Saturday, Jan. 7, 2023 8:00 AM - 10:00 AM (CST)

Sheraton New Orleans, Orpheus
Hosted By: Association of Financial Economists & American Economic Association
  • Chair: Joshua Lerner, Harvard Business School

Venture Capital’s “Me Too” Moment

Sophie Calder-Wang
,
University of Pennsylvania
Paul Gompers
,
Harvard Business School and NBER
Patrick Sweeney
,
Harvard Business School

Abstract

In this paper, we document the historically low rate of hiring of women in the venture capital sector. We find that the high-profile Ellen Pao v. Kleiner Perkins gender discrimination trial had dramatic treatment effects on the hiring of female investors. In difference-in-differences regressions with heterogenous effects, we find that the rate of hiring of female venture capitalists increased substantially after the trial and that the hiring was more pronounced in states that were more attentive to the Pao Trial. Because it is unlikely that the supply of women desiring a job in venture capital increased as a response to the gender discrimination trial, the results are likely driven by increased demand for female investors by venture capital firms. We also show that the fraction of venture-backed founders who are female increased after the Pao Trial with both male and female venture capitalists increasing their investments in female founders, although the effect is only 40% as large as the increase in hiring of female venture capitalists. This is consistent with the treatment effect having some spillover on venture capital investments as well.

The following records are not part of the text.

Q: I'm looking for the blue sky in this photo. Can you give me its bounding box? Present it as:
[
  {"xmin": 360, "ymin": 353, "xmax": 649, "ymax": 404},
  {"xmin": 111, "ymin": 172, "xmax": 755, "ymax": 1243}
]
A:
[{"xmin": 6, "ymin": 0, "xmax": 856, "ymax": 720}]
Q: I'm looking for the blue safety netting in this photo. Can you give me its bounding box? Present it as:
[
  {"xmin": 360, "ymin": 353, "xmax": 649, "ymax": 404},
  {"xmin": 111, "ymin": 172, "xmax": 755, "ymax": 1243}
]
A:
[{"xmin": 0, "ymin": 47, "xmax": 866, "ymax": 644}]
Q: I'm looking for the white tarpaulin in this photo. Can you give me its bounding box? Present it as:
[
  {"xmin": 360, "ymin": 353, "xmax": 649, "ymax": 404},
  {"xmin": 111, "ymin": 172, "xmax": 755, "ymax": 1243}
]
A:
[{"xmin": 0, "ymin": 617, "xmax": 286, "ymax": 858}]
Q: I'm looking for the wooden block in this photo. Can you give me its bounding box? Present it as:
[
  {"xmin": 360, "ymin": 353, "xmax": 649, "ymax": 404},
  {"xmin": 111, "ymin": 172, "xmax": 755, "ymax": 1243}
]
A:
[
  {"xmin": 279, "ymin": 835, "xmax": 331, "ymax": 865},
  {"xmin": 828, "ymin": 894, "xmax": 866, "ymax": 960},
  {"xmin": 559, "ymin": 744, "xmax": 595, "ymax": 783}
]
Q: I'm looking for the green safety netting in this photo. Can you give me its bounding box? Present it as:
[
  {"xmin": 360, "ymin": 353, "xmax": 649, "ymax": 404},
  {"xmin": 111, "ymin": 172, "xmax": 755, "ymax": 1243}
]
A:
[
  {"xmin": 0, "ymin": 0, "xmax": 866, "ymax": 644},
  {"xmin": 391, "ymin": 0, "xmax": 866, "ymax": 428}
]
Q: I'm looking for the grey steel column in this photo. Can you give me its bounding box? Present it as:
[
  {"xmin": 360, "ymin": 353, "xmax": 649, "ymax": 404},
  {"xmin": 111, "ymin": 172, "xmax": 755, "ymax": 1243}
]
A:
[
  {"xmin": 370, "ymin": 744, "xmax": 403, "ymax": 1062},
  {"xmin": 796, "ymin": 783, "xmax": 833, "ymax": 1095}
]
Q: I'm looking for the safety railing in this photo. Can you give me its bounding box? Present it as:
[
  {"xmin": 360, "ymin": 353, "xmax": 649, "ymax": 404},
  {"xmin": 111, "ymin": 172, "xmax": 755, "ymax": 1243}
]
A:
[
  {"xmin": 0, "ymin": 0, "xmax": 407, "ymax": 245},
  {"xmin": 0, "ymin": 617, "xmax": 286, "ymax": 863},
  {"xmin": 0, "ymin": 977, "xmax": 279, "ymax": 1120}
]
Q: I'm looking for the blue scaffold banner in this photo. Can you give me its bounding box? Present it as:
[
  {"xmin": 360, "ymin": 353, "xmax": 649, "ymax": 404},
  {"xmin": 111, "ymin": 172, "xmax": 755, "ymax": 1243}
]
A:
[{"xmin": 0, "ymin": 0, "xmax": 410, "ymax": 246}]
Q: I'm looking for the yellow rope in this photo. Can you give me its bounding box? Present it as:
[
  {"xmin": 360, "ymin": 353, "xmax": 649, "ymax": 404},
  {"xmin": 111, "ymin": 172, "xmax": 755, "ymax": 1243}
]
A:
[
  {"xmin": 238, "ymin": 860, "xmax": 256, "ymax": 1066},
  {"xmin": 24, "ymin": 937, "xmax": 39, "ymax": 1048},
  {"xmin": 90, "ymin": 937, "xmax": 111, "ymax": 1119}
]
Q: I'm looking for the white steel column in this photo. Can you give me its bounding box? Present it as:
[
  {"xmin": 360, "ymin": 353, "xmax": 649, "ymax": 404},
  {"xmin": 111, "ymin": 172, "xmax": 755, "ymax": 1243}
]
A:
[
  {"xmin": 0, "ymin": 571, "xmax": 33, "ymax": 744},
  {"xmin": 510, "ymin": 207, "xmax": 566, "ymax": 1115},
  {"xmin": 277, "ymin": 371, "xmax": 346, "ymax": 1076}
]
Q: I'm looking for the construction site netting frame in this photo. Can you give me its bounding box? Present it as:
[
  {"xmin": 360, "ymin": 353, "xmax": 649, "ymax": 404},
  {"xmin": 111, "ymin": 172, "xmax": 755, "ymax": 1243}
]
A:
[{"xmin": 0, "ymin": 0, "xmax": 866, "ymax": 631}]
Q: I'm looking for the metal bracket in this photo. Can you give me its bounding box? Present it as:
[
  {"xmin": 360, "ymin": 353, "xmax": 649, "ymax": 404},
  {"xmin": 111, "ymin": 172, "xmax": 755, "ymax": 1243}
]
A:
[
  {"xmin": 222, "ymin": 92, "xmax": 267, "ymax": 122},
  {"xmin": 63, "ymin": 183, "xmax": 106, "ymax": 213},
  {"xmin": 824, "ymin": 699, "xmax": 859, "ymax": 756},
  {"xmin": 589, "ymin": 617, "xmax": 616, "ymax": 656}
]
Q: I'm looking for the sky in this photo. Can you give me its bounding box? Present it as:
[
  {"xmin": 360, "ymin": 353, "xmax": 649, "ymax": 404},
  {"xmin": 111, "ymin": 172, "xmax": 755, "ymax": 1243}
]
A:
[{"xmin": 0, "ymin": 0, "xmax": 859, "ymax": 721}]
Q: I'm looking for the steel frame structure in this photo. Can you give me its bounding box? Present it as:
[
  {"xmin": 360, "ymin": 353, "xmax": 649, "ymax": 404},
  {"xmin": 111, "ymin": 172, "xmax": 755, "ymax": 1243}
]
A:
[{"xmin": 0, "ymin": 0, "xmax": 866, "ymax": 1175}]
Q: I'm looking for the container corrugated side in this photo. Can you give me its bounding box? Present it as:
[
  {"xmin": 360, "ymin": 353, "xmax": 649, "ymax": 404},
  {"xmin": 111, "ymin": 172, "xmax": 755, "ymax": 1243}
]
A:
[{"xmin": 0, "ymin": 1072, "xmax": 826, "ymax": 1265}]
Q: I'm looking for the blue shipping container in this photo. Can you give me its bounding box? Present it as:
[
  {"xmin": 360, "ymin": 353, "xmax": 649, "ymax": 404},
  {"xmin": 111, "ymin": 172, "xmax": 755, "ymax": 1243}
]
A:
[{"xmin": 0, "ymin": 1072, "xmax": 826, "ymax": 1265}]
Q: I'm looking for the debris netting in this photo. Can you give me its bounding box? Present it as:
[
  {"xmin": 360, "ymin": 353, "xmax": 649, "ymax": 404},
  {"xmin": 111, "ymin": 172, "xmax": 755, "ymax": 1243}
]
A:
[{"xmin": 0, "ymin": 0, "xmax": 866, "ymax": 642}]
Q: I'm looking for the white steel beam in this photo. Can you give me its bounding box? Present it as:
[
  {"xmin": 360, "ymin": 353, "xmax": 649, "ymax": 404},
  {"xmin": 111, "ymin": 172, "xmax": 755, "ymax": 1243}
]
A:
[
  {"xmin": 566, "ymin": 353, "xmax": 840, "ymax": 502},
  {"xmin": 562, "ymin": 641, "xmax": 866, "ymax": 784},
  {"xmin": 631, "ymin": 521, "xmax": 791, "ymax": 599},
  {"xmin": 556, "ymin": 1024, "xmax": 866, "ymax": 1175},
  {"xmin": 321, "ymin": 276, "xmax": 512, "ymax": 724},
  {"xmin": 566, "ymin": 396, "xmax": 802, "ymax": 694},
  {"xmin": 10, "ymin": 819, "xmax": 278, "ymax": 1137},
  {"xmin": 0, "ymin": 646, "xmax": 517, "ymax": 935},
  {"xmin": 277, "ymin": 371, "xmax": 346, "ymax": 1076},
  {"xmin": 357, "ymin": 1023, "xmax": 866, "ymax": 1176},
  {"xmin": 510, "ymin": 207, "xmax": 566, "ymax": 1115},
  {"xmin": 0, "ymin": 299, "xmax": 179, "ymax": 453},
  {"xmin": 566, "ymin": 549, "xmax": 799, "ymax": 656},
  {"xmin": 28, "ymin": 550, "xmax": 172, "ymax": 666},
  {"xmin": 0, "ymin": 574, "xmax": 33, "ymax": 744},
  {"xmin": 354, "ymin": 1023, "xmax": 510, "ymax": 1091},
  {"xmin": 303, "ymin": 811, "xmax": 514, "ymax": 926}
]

Is There Racial Discrimination in Private Placements?

Anup Agrawal
,
University of Alabama
Yuree Lim
,
Texas Woman’s University

Abstract

We examine whether entrepreneurs with different racial backgrounds raise capital successfully. After controlling for measures of firm and offering quality, we find that African American (Hispanic) entrepreneurs have 7% (5%) lower funding success and raise less capital than do Whites, which translates into $2.3 ($3) million lower capital raised. This effect appears to be partly due to information asymmetry and, especially for African Americans, investors discounting their credentials.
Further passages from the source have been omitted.